See-through panels are being set up at the north and south ends of the site
By Newser Editors and Wire Services
Posted Jun 16, 2018 4:00 PM CDT
Eiffel Tower Gets a Security Upgrade and Then Some
Bernard Gaudillere, president of the SETE, Eiffel Tower Exploitation Society poses in front of a new security bulletproof glass barrier under construction around the Eiffel Tower in Paris, France, Thursday, June 14, 2018.   (AP Photo/Francois Mori)

Goodbye metal fencing, hello glass walls: Paris authorities are building a permanent security belt around the Eiffel Tower, replacing the current fencing around it with more visually appealing bulletproof glass walls, reports the AP. The company operating France's most-visited monument says see-through panels are being set up at the north and south ends of the site. Each panel, made from over 2.36-inch thick armored glass, measures nearly 10 feet high and weighs 1.5 tons. In all, 450 glass panels will compose the two walls north and south of the monument. Two graphic grids have been erected on the two other sides of the site and bollards against vehicle ramming attacks will be set up all around. The president of the Société d'Exploitation de la Tour Eiffel, which runs the monument, described the new walls as "rock-solid for absolute security," per the BBC. French soldiers and police will keep patrolling outside and inside the area, as they have done since the deadly November 2015 attacks in the French capital.

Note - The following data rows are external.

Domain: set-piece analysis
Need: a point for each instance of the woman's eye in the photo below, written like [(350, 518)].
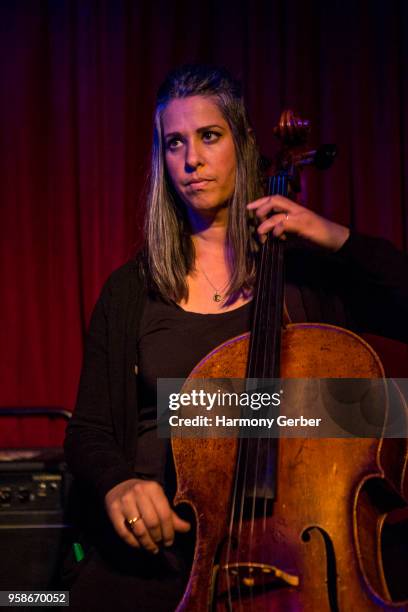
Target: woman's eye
[(173, 143), (211, 136)]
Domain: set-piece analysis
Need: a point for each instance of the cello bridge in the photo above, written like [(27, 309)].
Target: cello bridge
[(259, 575)]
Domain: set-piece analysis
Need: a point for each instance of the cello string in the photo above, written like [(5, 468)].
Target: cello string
[(261, 308), (254, 354), (231, 526)]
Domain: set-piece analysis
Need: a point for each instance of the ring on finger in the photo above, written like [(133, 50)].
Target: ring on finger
[(132, 521)]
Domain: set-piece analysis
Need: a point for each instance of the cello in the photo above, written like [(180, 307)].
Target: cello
[(290, 524)]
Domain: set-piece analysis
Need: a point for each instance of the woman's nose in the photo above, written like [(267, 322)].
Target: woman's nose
[(194, 157)]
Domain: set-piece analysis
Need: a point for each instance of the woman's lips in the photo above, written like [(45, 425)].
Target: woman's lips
[(199, 184)]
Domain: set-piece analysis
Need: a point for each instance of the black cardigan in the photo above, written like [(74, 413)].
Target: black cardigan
[(364, 286)]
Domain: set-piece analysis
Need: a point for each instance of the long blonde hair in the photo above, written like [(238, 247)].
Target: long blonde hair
[(170, 249)]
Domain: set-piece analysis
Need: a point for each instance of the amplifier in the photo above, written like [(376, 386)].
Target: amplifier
[(34, 534)]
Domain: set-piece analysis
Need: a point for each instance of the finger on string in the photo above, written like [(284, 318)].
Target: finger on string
[(271, 223), (135, 506), (151, 518), (121, 528)]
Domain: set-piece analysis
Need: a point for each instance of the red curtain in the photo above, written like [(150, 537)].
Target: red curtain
[(78, 80)]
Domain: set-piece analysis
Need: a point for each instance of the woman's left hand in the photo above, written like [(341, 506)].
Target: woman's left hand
[(292, 218)]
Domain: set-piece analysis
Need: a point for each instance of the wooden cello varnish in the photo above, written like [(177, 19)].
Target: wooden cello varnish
[(316, 545)]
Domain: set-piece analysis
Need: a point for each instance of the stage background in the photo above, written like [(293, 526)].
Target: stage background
[(78, 80)]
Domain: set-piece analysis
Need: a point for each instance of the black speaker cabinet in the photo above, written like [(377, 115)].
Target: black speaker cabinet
[(34, 535)]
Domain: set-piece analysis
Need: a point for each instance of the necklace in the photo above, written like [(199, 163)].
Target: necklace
[(217, 297)]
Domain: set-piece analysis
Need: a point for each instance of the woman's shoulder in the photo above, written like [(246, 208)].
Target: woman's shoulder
[(129, 276)]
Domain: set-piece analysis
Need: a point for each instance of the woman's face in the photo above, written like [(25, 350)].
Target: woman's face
[(199, 152)]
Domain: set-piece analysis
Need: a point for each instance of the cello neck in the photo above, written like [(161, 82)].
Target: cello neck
[(264, 351)]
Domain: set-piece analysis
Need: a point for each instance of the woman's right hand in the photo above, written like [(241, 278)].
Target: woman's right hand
[(145, 501)]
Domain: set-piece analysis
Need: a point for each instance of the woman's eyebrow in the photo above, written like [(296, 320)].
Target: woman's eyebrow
[(200, 130)]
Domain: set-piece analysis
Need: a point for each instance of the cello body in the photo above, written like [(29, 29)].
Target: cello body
[(319, 548)]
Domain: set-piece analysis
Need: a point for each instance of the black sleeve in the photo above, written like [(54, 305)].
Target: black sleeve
[(91, 448), (375, 286)]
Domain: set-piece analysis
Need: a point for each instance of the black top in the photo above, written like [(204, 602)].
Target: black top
[(364, 286), (171, 341)]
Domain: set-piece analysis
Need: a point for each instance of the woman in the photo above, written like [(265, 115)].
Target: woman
[(187, 292)]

The glass walls being installed allow visitors to admire the views from the nearby Champ-de-Mars gardens to the other side of the Seine River that cuts through Paris. The renovation is part of a $350 million project announced last year to modernize the 129-year-old tower. The security renovation should be completed by September. "When you are on site, you see that the 3-meter high walls, compared to the scale of the monument, are absolutely not visible," said Jose Luis Fuentes, one of the architects in charge of the project. "It will really look as if the square (under the Eiffel Tower) was open." Between 6 and 7 million people visit the Eiffel Tower every year. The Eiffel Tower hasn’t always been so popular, according to NPR. Early critics called it a "truly tragic street lamp," a "carcass waiting to be fleshed out with freestone or brick," and "a half-built factory pipe."